- Theatrical release poster
- Directed by: T. R. Ramanna
- Screenplay by: Thanjai N. Ramaiah Dass
- Produced by: T. R. Ramanna
- Starring: M. G. Ramachandran T. R. Rajakumari Rajasulochana G. Varalakshmi
- Cinematography: T. K. Rajabahathar
- Edited by: M. S. Mani A. Thangaraj
- Music by: Viswanathan–Ramamoorthy
- Production company: R. R. Pictures
- Distributed by: K. S. Pictures
- Release date: 29 July 1955;
- Running time: 165 minutes
- Country: India
- Language: Tamil

= Gulebakavali (1955 film) =

1955 film by T. R. Ramanna

Gulebakavali (/ɡuleɪbəkɑːvəli/ ) is a 1955 Indian Tamil-language action adventure film produced and directed by T. R. Ramanna, and written by Thanjai N. Ramaiah Dass. The film stars M. G. Ramachandran, T. R. Rajakumari, Rajasulochana and G. Varalakshmi. Based on the story of the same name from the Arabic folklore collection, One Thousand and One Nights, it tells the story of a young prince who sets out to the kingdom of Bakavali to find a mysterious flower which is believed to have the power to restore his father's eyesight. The film was released on 29 July 1955 and became a commercial success.

== Plot ==

A king has two wives. He banishes his first wife as an astrologer told him that he would lose his vision because of her son Dasan. The mother and son live in the woods and when he meets his father without knowing his identity, the king loses his sight.

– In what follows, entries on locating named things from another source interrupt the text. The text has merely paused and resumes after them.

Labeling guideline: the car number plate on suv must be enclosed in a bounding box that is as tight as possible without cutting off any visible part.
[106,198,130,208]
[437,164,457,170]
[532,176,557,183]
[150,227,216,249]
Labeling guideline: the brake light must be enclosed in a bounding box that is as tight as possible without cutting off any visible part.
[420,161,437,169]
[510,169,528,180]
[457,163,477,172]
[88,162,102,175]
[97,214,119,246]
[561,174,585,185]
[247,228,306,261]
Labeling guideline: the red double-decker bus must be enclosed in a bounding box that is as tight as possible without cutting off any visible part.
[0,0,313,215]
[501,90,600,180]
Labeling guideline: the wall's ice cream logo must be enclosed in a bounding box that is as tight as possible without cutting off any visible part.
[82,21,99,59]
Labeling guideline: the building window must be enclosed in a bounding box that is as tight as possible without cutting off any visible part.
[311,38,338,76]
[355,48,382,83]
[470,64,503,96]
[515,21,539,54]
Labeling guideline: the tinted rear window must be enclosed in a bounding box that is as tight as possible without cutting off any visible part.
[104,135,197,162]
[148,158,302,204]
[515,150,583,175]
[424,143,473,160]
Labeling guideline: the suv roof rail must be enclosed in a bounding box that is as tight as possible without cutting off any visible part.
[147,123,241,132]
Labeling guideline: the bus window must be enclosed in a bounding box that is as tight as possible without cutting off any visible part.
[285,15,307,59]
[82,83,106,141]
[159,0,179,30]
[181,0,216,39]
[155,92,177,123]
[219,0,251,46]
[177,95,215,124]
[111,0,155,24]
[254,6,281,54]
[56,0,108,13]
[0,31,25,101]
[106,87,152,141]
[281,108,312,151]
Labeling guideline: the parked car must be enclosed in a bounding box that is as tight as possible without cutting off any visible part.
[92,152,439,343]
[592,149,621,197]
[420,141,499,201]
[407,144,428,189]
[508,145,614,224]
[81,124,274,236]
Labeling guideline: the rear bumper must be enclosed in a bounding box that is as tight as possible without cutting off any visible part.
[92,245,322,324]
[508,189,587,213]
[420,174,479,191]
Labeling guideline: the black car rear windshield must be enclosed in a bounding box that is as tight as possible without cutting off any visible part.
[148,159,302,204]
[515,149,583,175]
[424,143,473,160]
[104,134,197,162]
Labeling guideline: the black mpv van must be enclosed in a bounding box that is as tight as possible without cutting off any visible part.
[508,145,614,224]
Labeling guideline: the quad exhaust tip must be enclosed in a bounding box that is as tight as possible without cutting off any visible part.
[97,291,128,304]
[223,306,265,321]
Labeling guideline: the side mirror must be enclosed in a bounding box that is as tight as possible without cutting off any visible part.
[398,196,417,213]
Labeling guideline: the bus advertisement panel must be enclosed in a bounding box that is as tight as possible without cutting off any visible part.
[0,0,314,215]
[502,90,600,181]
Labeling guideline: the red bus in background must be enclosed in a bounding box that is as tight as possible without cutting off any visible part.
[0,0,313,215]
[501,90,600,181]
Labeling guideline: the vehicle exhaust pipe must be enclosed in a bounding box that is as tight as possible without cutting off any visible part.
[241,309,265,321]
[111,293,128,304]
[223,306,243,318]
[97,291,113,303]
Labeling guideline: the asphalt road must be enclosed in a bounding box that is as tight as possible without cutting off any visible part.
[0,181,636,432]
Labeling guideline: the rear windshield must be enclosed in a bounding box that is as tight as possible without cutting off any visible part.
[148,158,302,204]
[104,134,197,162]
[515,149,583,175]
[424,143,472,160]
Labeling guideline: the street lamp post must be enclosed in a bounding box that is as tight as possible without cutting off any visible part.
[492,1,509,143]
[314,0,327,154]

When the son gets to know about the sad tale from his mother, he sets out to bring a rare flower from the kingdom of Bakavali, which would restore the king's sight.

To achieve it, Dasan undergoes many adventures — enters into a debate with the queen Bakavali and wins the battle of wits, challenges a woman Lakbesha held captive by a crook Sukur in a fake dice contest, and rescues a slave dancer Mehmoodha of a tribal chief. Dasan wins them all and succeeds in getting the flower along with the three women who turn out to be princesses and siblings. Meanwhile, his stepbrothers try to steal the flower, but are exposed.

== Production ==
Gulebakavali is the second Tamil film to be based on the story of the same name from the Arabic folklore collection One Thousand and One Nights, following a 1935 film. The film also involved a fight sequence between lead actor M. G. Ramachandran and a lion. Thanjai N. Ramaiah Dass, who wrote the screenplay, also wrote the songs' lyrics.

== Soundtrack ==
The soundtrack was composed by the duo Viswanathan–Ramamoorthy and all lyrics were written by Thanjai N. Ramaiah Dass. The song "Mayakkum Maalai" is one of the earliest film songs to be set in the Carnatic raga named Bageshri. It was originally composed by K. V. Mahadevan for Ramanna's previous film Koondukkili (1954). As that film was getting delayed and the song was yet to be filmed, Ramanna instead used it in Gulebakavali. Viswanathan–Ramamoorthy were credited as the composers instead of Mahadevan.

Track listing
| No. | Title | Singers | Length |
|---|---|---|---|
| 1. | "Mayakkum Maalai" | Jikki, A. M. Rajah | 4:27 |
| 2. | "Nayagamae Nabi" | S. C. Krishnan, Nagore E. M. Hanifa | 2:51 |
| 3. | "Acchu Nimirndha Vandi" | J. P. Chandrababu, A. G. Rathnamala | 3:12 |
| 4. | "Villendhum Veerarellam" | Thiruchi Loganathan, P. Leela, G. K. Venkatesh | 6:33 |
| 5. | "Maaya Valayil" | T. M. Soundararajan | 1:13 |
| 6. | "Vitthara Kalliyellam" | T. M. Soundararajan | 1:29 |
| 7. | "Kaiyai Thottathum" | T. M. Soundararajan, P. Leela | 2:37 |
| 8. | "Na Sokka Potta Navabu" | Jikki | 3:36 |
| 9. | "Aasaiyum Nesamum" | K. Jamuna Rani | 3:37 |
| 10. | "Bhagavali Naattilae" | T. M. Soundararajan | 3:47 |
| 11. | "Kannalae Pesum" | Jikki | 3:54 |
| 12. | "Arivuppoti" (dialogues) | M. G. Ramachandran | 3:26 |
| Total length: |  |  | 40:42 |

== Release ==
Gulebakavali was released on 29 July 1955, and was distributed by K. S. Pictures in Madras. The film became a commercial success.

== Legacy ==
The 2018 film Gulaebaghavali was named after this film, but with a different spelling. To connect these two films, director Kalyaan devised a "special flashback sequence".